TVRINews, Jakarta
Kementerian Pelindungan Pekerja Migran Indonesia (P2MI) memastikan pemulangan korban Tindak Pidana Perdagangan Orang (TPPO) di Kamboja, Supiat, hingga tiba dengan selamat di rumah keluarganya di Kabupaten Barito Selatan, Kalimantan Tengah. Pendampingan dilakukan sebagai bentuk komitmen pemerintah memberikan pelindungan menyeluruh kepada pekerja migran yang menjadi korban kejahatan perdagangan orang.
Menteri Pelindungan Pekerja Migran Indonesia (P2MI), Mukhtarudin mengatakan, setelah menjalani pemeriksaan kesehatan dan masa transit di Jakarta, Supiat akan dipulangkan ke kampung halamannya melalui Palangka Raya dengan pengawalan petugas Balai Pelayanan Pelindungan Pekerja Migran Indonesia (BP3MI).

"Insya Allah 30 Juni 2026 akan pulang ke Kalteng melalui Palangkaraya.

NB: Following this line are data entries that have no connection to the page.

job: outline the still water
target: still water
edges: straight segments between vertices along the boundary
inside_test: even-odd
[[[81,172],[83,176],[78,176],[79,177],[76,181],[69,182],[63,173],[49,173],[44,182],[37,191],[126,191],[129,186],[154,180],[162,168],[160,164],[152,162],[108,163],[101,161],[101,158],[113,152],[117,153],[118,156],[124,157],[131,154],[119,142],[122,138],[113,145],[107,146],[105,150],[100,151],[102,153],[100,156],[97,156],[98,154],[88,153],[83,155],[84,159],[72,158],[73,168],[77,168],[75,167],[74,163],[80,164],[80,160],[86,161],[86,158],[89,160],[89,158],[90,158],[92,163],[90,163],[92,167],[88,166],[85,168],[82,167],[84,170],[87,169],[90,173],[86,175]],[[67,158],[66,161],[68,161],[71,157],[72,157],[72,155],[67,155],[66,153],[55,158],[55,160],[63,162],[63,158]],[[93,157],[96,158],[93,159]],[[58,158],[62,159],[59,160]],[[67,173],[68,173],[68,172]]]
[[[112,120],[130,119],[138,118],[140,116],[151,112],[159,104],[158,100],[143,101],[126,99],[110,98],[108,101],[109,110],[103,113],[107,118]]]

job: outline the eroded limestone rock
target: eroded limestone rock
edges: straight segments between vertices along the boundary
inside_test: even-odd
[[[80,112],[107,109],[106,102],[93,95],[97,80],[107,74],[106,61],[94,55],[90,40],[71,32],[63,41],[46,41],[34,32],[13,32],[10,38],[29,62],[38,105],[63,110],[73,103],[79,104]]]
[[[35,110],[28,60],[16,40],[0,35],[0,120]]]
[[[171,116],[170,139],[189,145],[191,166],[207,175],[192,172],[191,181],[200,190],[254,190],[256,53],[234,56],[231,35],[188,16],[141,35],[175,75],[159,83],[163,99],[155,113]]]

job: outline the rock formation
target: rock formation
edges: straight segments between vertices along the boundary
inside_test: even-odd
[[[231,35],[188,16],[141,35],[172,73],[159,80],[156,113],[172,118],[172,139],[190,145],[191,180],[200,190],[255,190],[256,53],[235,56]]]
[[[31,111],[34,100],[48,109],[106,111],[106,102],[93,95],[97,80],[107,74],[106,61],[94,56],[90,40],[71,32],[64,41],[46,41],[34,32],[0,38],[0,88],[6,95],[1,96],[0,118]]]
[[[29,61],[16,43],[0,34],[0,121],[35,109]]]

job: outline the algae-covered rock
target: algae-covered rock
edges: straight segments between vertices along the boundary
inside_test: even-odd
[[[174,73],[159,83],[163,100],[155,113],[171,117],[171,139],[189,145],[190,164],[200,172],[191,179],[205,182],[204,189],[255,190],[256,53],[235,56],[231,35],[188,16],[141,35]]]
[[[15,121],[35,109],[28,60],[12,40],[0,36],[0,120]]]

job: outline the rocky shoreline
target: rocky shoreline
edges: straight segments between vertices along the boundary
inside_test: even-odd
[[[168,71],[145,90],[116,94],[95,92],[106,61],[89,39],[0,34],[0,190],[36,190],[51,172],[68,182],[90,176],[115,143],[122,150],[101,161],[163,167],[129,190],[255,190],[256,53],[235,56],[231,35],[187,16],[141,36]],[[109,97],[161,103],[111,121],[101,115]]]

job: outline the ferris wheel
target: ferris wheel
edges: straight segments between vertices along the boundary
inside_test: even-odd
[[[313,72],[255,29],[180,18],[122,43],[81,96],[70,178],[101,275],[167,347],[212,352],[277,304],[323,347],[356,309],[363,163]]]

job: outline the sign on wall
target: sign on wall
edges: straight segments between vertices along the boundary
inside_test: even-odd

Nanti ada dari petugas kita BP3MI Kalsel jemput dan diantar sampai di rumahnya," ujar Mukhtarudin dalam keterangan tertulis yang diterima tvrinews.com pada Selasa, 30 Juni 2026.
Menurut Mukhtarudin, pemerintah tidak akan membiarkan korban menjalani perjalanan pulang seorang diri. Petugas BP3MI akan mendampingi Supiat hingga bertemu kembali dengan keluarganya di Barito Selatan menggunakan kendaraan operasional dinas.
Sebelumnya, Mukhtarudin menyambut langsung kedatangan Supiat di Kantor Kementerian P2MI pada Senin 29 Juni 2026, untuk memastikan kondisi fisik dan psikologis korban setelah berhasil dievakuasi dari Kamboja.
Supiat merupakan pemuda asal Desa Bintang Kurung, Kabupaten Barito Selatan, yang menjadi korban TPPO setelah tergiur tawaran pekerjaan melalui media sosial. Ia dijanjikan bekerja secara legal sebagai petugas pembersih kebun di Malaysia dengan gaji besar. Namun, sesampainya di luar negeri, ia justru dialihkan ke Kamboja dan dipaksa bekerja sebagai operator penipuan daring (online scam).
Mukhtarudin juga menyampaikan apresiasi kepada seluruh pihak, termasuk Kedutaan Besar Republik Indonesia (KBRI) dan masyarakat, yang telah membantu proses penyelamatan korban.
"Alhamdulillah terima kasih semua pihak, KBRI maupun masyarakat yang menginformasikan kepada kita," ungkapnya.
Kementerian P2MI menegaskan, pendampingan hingga korban tiba di rumah merupakan bagian dari komitmen pemerintah dalam memberikan pelindungan berlapis bagi warga negara Indonesia yang menjadi korban TPPO.
Selain memastikan pemulangan yang aman, pemerintah juga terus mengingatkan masyarakat agar hanya menggunakan jalur resmi apabila ingin bekerja di luar negeri dan melakukan verifikasi lowongan melalui sistem resmi pemerintah, SISKOP2MI, guna mencegah terulangnya kasus serupa.